4. Script qualification.

   New scripts for a robotic system as well as script changes will need to be qualified to show that the scripts are functioning properly. Listed below are three determined scenarios with recommended script qualification testing:

   1. This scenario includes when a script is qualified as part of the assay validation. In this case, the assay validation is sufficient and no further script qualification is required.
   2. This scenario includes when a new script (or major script change) is added after the assay validation is complete. The number of runs depends on the extent of robotic use in the assay. Each plate should include a calibration curve and quality controls as defined below.

      • Number of runs: one to three.
      • Calibration curve: one per assay plate.
      • Quality controls: ULOQ, LLOQ, hi, mid, low QC with n = 3 minimum per QC level.
   3. This scenario includes when a minor script change is introduced after the validation is complete. In this case, no further script qualification is required.
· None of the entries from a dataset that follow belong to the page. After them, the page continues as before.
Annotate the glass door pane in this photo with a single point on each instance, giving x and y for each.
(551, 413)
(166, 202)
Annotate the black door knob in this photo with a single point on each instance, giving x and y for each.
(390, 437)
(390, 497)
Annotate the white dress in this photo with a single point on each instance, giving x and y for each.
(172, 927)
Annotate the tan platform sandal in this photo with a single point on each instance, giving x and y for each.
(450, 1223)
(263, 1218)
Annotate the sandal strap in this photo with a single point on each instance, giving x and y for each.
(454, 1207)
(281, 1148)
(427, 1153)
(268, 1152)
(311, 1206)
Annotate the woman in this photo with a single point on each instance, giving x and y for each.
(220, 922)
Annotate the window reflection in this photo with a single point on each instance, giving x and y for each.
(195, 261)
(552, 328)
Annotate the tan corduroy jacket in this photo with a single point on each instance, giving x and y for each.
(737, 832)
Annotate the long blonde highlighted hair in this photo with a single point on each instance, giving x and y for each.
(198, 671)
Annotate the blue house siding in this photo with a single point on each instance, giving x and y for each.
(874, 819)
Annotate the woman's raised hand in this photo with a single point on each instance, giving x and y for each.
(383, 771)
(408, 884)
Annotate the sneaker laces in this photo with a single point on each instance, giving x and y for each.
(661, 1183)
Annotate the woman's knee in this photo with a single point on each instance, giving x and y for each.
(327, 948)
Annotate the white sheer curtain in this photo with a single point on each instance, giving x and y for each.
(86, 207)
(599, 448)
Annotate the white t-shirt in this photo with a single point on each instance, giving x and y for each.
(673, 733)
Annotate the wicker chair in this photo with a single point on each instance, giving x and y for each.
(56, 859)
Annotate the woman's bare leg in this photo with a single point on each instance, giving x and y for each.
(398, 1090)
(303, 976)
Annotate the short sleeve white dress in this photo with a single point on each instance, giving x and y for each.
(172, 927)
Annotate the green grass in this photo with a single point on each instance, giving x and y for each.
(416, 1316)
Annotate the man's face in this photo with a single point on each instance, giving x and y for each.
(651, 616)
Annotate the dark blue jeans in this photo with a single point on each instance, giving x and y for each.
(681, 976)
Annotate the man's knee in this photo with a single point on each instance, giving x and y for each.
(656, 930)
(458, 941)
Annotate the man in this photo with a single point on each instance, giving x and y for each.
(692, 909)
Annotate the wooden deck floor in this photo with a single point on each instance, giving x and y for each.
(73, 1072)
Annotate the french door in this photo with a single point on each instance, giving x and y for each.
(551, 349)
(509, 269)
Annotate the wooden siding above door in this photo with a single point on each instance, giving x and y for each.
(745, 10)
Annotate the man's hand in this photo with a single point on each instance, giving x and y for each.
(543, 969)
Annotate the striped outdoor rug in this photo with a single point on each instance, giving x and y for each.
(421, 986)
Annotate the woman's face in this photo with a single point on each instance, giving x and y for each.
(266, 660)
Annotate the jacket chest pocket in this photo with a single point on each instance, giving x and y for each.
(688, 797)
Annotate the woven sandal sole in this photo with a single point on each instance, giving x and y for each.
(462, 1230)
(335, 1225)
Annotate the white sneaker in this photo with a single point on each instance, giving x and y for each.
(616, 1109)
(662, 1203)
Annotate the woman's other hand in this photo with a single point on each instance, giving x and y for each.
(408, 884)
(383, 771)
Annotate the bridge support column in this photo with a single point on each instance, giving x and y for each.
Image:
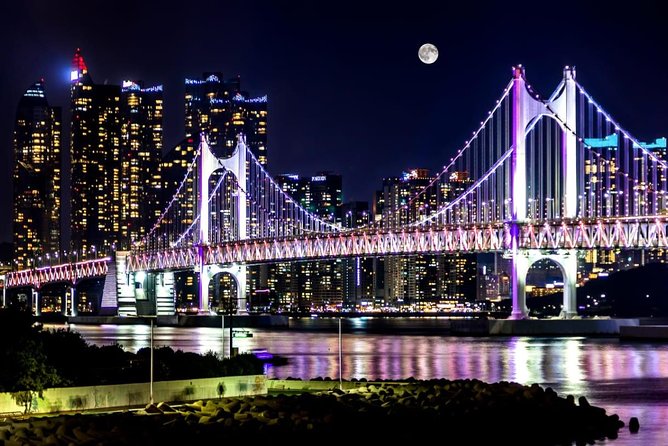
(566, 260)
(165, 300)
(238, 273)
(74, 311)
(204, 280)
(569, 268)
(4, 291)
(236, 165)
(518, 277)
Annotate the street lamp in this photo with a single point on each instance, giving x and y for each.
(150, 386)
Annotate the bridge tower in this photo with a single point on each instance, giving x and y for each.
(235, 165)
(526, 110)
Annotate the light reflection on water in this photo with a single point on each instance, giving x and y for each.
(630, 379)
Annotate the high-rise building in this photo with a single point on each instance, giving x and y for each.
(36, 177)
(141, 155)
(221, 109)
(95, 144)
(116, 149)
(359, 273)
(318, 284)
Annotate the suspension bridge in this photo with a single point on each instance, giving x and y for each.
(544, 178)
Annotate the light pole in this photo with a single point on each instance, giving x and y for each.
(150, 385)
(340, 358)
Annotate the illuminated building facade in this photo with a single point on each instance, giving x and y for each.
(36, 177)
(221, 109)
(141, 155)
(95, 144)
(359, 273)
(421, 282)
(310, 285)
(116, 144)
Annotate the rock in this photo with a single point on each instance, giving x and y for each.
(634, 425)
(164, 407)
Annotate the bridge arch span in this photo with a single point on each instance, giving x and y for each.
(566, 260)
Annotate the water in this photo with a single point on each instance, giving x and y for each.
(629, 379)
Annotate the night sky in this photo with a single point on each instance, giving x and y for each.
(347, 92)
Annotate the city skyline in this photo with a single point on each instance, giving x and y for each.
(381, 107)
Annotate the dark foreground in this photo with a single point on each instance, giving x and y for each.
(452, 412)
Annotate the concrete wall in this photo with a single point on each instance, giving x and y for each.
(137, 394)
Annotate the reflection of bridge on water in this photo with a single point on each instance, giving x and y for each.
(543, 179)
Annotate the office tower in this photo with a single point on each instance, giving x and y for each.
(36, 177)
(310, 285)
(141, 156)
(422, 281)
(116, 151)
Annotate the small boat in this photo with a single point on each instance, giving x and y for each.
(241, 333)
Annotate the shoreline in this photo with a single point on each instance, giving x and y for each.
(410, 325)
(390, 412)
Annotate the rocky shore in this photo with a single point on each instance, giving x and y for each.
(450, 412)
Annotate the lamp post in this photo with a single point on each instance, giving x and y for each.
(340, 358)
(150, 385)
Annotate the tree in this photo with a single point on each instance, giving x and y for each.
(30, 373)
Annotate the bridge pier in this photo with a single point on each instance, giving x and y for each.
(238, 273)
(74, 311)
(566, 260)
(34, 301)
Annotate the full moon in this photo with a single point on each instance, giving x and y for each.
(428, 53)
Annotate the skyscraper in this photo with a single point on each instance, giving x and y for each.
(317, 284)
(141, 155)
(95, 142)
(36, 177)
(116, 151)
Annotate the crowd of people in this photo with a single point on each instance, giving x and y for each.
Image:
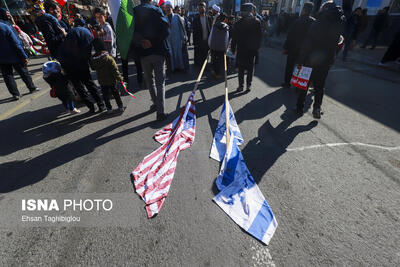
(159, 48)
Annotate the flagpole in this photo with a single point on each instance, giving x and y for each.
(226, 103)
(200, 74)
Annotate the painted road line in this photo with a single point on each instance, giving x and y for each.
(20, 85)
(23, 104)
(344, 144)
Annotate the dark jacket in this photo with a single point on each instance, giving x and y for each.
(106, 68)
(65, 25)
(61, 85)
(11, 50)
(296, 35)
(198, 30)
(152, 25)
(381, 21)
(247, 34)
(320, 45)
(75, 52)
(50, 27)
(219, 37)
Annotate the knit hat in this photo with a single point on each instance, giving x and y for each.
(50, 67)
(216, 8)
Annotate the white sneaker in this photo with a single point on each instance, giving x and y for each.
(75, 111)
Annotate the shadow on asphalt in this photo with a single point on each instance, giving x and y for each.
(20, 173)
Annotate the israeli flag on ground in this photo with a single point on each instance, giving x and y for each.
(241, 198)
(239, 194)
(218, 147)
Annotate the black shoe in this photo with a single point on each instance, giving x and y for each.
(101, 108)
(240, 89)
(317, 113)
(299, 111)
(161, 117)
(33, 90)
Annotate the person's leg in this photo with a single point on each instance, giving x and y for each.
(84, 95)
(196, 58)
(375, 36)
(8, 76)
(139, 71)
(149, 77)
(370, 35)
(25, 76)
(214, 61)
(241, 76)
(250, 71)
(116, 95)
(319, 78)
(65, 104)
(105, 90)
(301, 99)
(93, 90)
(125, 72)
(159, 72)
(290, 61)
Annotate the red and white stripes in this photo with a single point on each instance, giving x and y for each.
(152, 178)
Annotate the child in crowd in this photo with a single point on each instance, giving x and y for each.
(107, 74)
(63, 89)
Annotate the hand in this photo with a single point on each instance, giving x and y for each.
(146, 44)
(63, 31)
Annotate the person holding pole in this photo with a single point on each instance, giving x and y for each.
(218, 43)
(247, 36)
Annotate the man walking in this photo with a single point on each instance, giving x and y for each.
(12, 55)
(150, 38)
(319, 52)
(176, 38)
(295, 39)
(247, 36)
(107, 33)
(52, 31)
(201, 30)
(380, 23)
(75, 54)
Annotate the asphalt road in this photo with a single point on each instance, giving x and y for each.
(333, 184)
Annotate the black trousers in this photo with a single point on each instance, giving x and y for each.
(245, 62)
(217, 60)
(290, 63)
(200, 53)
(318, 78)
(373, 36)
(8, 76)
(139, 70)
(82, 79)
(106, 90)
(393, 51)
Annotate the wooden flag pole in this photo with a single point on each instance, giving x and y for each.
(200, 74)
(226, 102)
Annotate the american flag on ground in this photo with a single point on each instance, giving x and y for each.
(152, 178)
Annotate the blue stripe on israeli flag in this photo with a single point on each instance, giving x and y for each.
(218, 148)
(241, 198)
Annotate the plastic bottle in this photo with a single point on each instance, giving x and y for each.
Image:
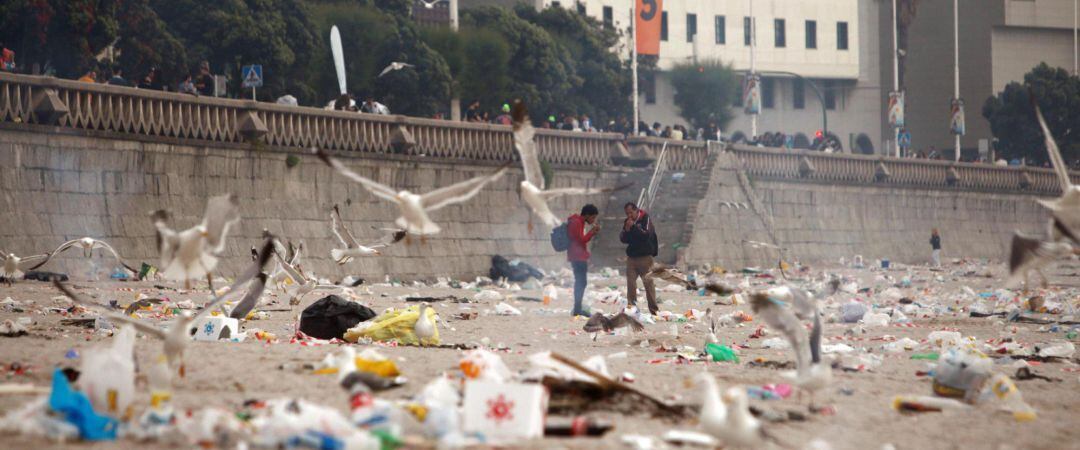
(1012, 400)
(550, 295)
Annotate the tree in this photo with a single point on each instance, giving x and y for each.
(1013, 122)
(704, 92)
(63, 36)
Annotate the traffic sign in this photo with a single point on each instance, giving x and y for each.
(252, 76)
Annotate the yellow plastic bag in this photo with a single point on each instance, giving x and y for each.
(395, 325)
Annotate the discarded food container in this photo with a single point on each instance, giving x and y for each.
(721, 353)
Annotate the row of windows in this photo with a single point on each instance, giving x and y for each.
(780, 29)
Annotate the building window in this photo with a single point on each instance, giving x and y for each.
(798, 93)
(691, 27)
(829, 94)
(663, 26)
(841, 36)
(768, 93)
(720, 30)
(746, 30)
(781, 36)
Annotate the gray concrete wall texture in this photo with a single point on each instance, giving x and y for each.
(62, 187)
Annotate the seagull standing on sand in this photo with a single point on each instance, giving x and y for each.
(415, 207)
(191, 254)
(424, 329)
(810, 373)
(532, 188)
(394, 66)
(88, 245)
(353, 248)
(13, 264)
(728, 418)
(177, 337)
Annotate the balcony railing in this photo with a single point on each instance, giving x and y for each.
(131, 112)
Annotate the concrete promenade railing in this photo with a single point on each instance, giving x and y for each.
(139, 112)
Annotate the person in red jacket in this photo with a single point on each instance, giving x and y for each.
(578, 254)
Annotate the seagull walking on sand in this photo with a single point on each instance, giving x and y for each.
(532, 189)
(727, 418)
(393, 66)
(811, 373)
(88, 245)
(415, 207)
(192, 254)
(353, 248)
(13, 264)
(177, 337)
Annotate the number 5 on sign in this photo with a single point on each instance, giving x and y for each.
(647, 22)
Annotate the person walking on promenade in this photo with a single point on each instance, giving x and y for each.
(935, 245)
(642, 245)
(578, 253)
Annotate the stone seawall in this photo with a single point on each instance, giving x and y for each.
(819, 221)
(57, 187)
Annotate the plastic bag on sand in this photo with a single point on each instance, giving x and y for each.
(286, 422)
(505, 309)
(876, 319)
(488, 295)
(481, 364)
(394, 325)
(108, 375)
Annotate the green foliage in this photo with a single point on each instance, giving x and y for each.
(1013, 121)
(704, 92)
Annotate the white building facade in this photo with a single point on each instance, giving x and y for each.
(829, 43)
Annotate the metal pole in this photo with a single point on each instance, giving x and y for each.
(753, 40)
(633, 59)
(455, 99)
(956, 64)
(895, 73)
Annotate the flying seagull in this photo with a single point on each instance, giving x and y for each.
(14, 263)
(88, 245)
(532, 189)
(415, 207)
(810, 372)
(191, 254)
(394, 66)
(353, 248)
(177, 337)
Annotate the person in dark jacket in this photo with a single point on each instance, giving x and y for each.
(578, 254)
(640, 239)
(935, 247)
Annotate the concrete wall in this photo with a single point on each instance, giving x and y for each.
(818, 221)
(62, 187)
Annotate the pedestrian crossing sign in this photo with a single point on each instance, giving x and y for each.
(253, 76)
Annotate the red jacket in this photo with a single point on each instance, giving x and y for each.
(579, 239)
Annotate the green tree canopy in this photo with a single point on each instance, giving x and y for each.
(704, 92)
(1014, 124)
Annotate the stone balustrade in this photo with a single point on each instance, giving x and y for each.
(134, 112)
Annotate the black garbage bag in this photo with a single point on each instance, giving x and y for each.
(331, 316)
(520, 272)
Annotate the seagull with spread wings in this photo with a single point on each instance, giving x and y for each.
(177, 337)
(415, 207)
(353, 248)
(532, 189)
(13, 264)
(88, 245)
(191, 254)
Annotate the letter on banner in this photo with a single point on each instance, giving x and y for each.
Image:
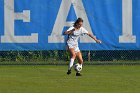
(9, 18)
(56, 35)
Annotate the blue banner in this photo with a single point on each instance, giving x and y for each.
(39, 24)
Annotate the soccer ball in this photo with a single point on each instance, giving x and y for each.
(78, 67)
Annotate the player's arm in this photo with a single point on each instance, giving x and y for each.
(94, 38)
(68, 32)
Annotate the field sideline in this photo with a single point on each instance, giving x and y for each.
(53, 79)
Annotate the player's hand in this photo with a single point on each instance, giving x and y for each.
(98, 41)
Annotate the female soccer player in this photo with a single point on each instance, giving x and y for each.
(74, 33)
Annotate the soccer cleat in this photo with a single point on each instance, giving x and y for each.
(69, 72)
(78, 74)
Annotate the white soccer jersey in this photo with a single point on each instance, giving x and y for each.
(73, 38)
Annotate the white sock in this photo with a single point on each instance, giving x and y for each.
(71, 63)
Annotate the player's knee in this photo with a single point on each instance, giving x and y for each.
(81, 61)
(73, 56)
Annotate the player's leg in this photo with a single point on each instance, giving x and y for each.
(80, 61)
(73, 56)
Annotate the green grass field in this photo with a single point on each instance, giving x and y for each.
(53, 79)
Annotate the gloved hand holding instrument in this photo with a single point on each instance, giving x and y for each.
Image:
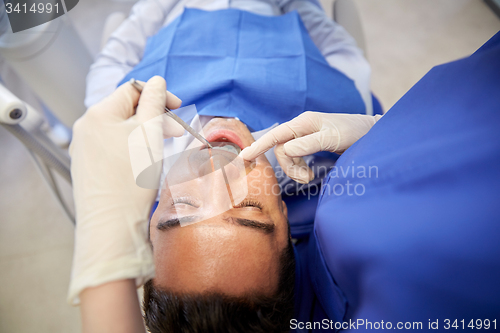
(111, 210)
(307, 134)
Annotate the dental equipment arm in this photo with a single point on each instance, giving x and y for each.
(307, 134)
(112, 254)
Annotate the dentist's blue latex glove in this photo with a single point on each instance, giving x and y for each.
(307, 134)
(111, 210)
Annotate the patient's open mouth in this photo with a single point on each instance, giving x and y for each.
(223, 135)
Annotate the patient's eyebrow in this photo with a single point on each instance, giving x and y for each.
(266, 228)
(175, 222)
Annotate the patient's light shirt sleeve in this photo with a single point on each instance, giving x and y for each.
(336, 45)
(124, 49)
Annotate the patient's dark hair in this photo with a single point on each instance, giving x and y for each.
(166, 312)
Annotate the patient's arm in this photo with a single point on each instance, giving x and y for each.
(125, 48)
(336, 45)
(112, 307)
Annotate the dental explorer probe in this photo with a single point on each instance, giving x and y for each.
(138, 86)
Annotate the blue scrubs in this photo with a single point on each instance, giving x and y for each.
(408, 223)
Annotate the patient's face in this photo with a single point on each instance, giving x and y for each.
(206, 240)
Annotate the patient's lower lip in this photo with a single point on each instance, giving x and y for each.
(227, 134)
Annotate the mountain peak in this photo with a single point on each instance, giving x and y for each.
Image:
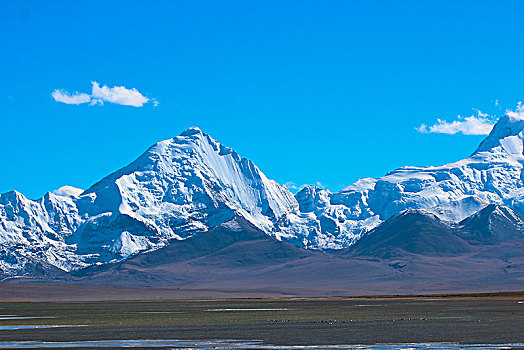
(194, 130)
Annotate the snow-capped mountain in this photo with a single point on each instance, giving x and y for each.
(178, 187)
(492, 174)
(191, 183)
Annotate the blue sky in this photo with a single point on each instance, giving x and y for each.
(311, 91)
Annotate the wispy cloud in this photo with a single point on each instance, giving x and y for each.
(480, 124)
(100, 94)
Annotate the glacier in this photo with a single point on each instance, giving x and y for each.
(191, 183)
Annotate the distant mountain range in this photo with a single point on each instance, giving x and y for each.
(190, 208)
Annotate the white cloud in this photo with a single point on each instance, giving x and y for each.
(70, 99)
(480, 124)
(116, 94)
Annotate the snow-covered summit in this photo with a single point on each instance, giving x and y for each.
(492, 174)
(191, 183)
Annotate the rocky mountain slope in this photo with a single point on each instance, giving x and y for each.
(189, 184)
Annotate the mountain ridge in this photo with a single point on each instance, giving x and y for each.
(188, 184)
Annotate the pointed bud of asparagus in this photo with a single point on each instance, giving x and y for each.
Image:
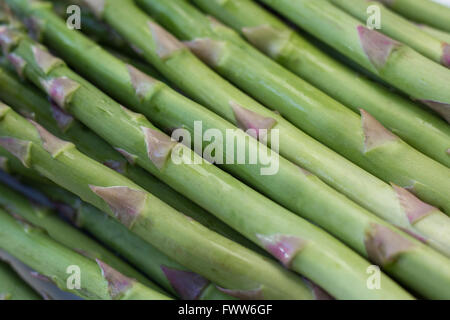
(208, 50)
(375, 134)
(317, 292)
(446, 55)
(159, 146)
(45, 60)
(96, 6)
(19, 148)
(267, 39)
(254, 294)
(247, 119)
(414, 208)
(384, 246)
(442, 108)
(188, 285)
(131, 158)
(282, 247)
(377, 46)
(118, 284)
(166, 44)
(8, 39)
(60, 90)
(125, 203)
(62, 118)
(142, 83)
(50, 143)
(18, 63)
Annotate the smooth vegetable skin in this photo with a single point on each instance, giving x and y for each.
(65, 234)
(398, 28)
(12, 287)
(419, 128)
(55, 261)
(267, 224)
(425, 11)
(30, 102)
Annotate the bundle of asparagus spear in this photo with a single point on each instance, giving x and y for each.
(209, 149)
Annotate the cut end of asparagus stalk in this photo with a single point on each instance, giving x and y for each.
(414, 208)
(19, 148)
(441, 108)
(142, 83)
(18, 63)
(207, 50)
(159, 146)
(188, 285)
(45, 60)
(252, 121)
(96, 6)
(118, 284)
(166, 44)
(446, 55)
(375, 134)
(377, 46)
(282, 247)
(267, 39)
(384, 246)
(125, 203)
(60, 89)
(50, 143)
(254, 294)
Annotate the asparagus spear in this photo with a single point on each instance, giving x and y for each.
(392, 61)
(14, 203)
(12, 287)
(56, 262)
(32, 103)
(425, 11)
(244, 209)
(398, 28)
(187, 25)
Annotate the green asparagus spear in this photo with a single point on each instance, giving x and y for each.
(62, 266)
(394, 62)
(12, 287)
(33, 104)
(232, 201)
(424, 131)
(398, 28)
(425, 11)
(14, 203)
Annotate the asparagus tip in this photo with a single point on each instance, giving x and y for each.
(188, 285)
(208, 50)
(376, 45)
(159, 146)
(414, 208)
(166, 43)
(118, 284)
(125, 203)
(375, 134)
(383, 245)
(282, 247)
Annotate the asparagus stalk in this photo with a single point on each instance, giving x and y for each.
(14, 203)
(245, 210)
(12, 287)
(363, 226)
(394, 62)
(425, 11)
(419, 128)
(32, 103)
(56, 262)
(243, 68)
(398, 28)
(150, 260)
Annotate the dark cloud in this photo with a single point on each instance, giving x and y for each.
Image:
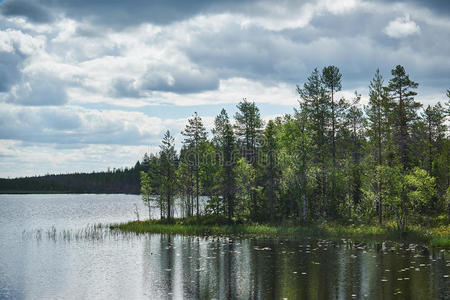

5. Major and minor changes in scripts.

   The difference between major and minor changes depends on the system being used and the assay for which the script is being run. The determination of whether a change is major or minor in turn determines what is needed for script qualification above. The examples below can be used as a guideline to determine the difference between major versus minor changes in a script:

   • Major: pipetting speed, liquid handling changes.
   • Minor: displayed message change, labware position change.

6. Dilutions.

   One of the most critical activities performed by robotic liquid handling systems is the dilution of samples. Each system will have a dilution limit determined by its capabilities (typically up to 1:100 in one-dilution step). A minimum sample volume for dilution must also be determined per system type (for many systems, this is typically at least 5 μl depending on syringe or pipette type). Large dilutions can be performed on the system via serial dilution. Volume precision testing will be part of the OQ or software validation (PQ) and calibration process. Water (or a water-based solution) is usually used for this precision testing. Other matrices may be used for precision testing should a different matrix be more representative of the liquid classes used by the organization. Otherwise, nonwater matrices can be tested as part of the appropriate assay validation.

CONCLUSION

In order to harmonize how the pharmaceutical industry approaches the subject of automation and its use in large molecule bioanalysis, GBC Team L5 has carefully considered the many aspects of the policies and procedures involved. Automation has many benefits including increased assay efficiency, lower drug development costs, and increased throughput. However, there are several issues to consider when implementing automation, including policies and procedures involving the operation of the instrument system, the electronic data integrity of the system, the instrument hardware, and the assay to which the instrument is to be applied. Careful consideration must be given to both the benefits and costs involved with using automated robots with large molecule bioanalysis or, for that matter, any type of analysis in the laboratory. This white paper provides information that will help an organization create a foundation upon which to build its practices for using automated liquid handling robots in their assays. Automation has brought a new age to analytical sample analysis and its influence on the pharmaceutical industry cannot be ignored. With continued consideration, cooperation, and diligence, the world can adopt automated assays and confidently propel their analytical business model into the future.